In working toward peace, we reaffirm the five principles for ensuring a successful process which were adopted and proclaimed in the historic “1988 Declaration” of the Korean churches for national unification of the Korean people and peace on the Korean Peninsula: Independence, Peace, Grand National Unity, Humanitarianism, and People’s Participation. These principles, collectively held in mind at each step, have long proved effective in helping to advance dialogue between North and South. We believe they remain necessary.


CALLS TO ACTION
1. We call all Methodist and Ecumenical partners to pray and work for the formal end of the Korean War and to replace the Korean War Armistice Agreement with a Peace Treaty, and we urge the international community to expedite negotiations for such a Peace Treaty.
2. We call all Methodist and Ecumenical partners to embark on prayerful advocacy for the lifting of international sanctions through letter writing and petition efforts.
3. We call on U.S.‐based partners to embark on prayerful advocacy for the lifting of the U.S. travel ban through letter writing and other petition efforts.
4. We call on U.S.‐based partners to set a goal of contacting all senators and representatives to advocate for the calls above, before the next anniversary of the Korean War, which began on June 25.
5. We call all Methodist and Ecumenical partners to join the World Council of Churches in observing each year the Sunday closest to August 15, the day of Korean Liberation, as a day of prayer for peace and reconciliation on the Korean Peninsula.
6. We call on all Methodist and Ecumenical partners to engage in relationship‐building efforts with the people of both North Korea and South Korea.


* * *
As we, participants in the Roundtable, work toward peace and reunification on the Korean Peninsula, we pray for God‐given visions and dreams!

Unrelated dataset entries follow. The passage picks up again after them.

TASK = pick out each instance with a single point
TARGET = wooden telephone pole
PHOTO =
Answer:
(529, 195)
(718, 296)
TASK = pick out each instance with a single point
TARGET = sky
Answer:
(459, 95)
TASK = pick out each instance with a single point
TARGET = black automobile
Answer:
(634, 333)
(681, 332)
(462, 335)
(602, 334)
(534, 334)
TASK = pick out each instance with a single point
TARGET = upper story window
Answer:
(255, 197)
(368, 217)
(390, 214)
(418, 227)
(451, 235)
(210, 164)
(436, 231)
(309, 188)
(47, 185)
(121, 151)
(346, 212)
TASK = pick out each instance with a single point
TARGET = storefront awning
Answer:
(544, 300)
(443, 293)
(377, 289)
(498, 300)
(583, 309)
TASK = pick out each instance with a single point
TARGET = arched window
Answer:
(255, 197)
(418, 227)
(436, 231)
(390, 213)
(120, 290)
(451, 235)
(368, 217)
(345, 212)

By the grace of the living God, we are witnessing a miraculous event unfolding, raising hopes that the people of God will return from their Babylonian captivity to Jerusalem on the Korean Peninsula. “Pass through, pass through the gates! Prepare the way for the people. Build up, build up the highway! Remove the stones. Raise a banner for the nations” (Isaiah 61:10).
When the old era of sang‐geuk is over and the new era of sang‐saeng begins on the Korean Peninsula, we will see the body joined as God has envisioned: “God has put the body together, giving greater honor to the parts that lacked it, so that there should be no division in the body” (I Corinthians 12:24‐25). Like a trans‐continental highway, the body, being so joined, will stretch from Busan and will pass through North Korea, Siberia, Central Asia, and Russia and will finally arrive in Europe. The long trail of sighs and tears will turn into a trail of joy and hope. To build up the Highway of God (Isaiah 35:8) is the mission of the church. Arise and shine! The glory of the Lord rises upon you. Raise a banner of the peace of Christ for the nations!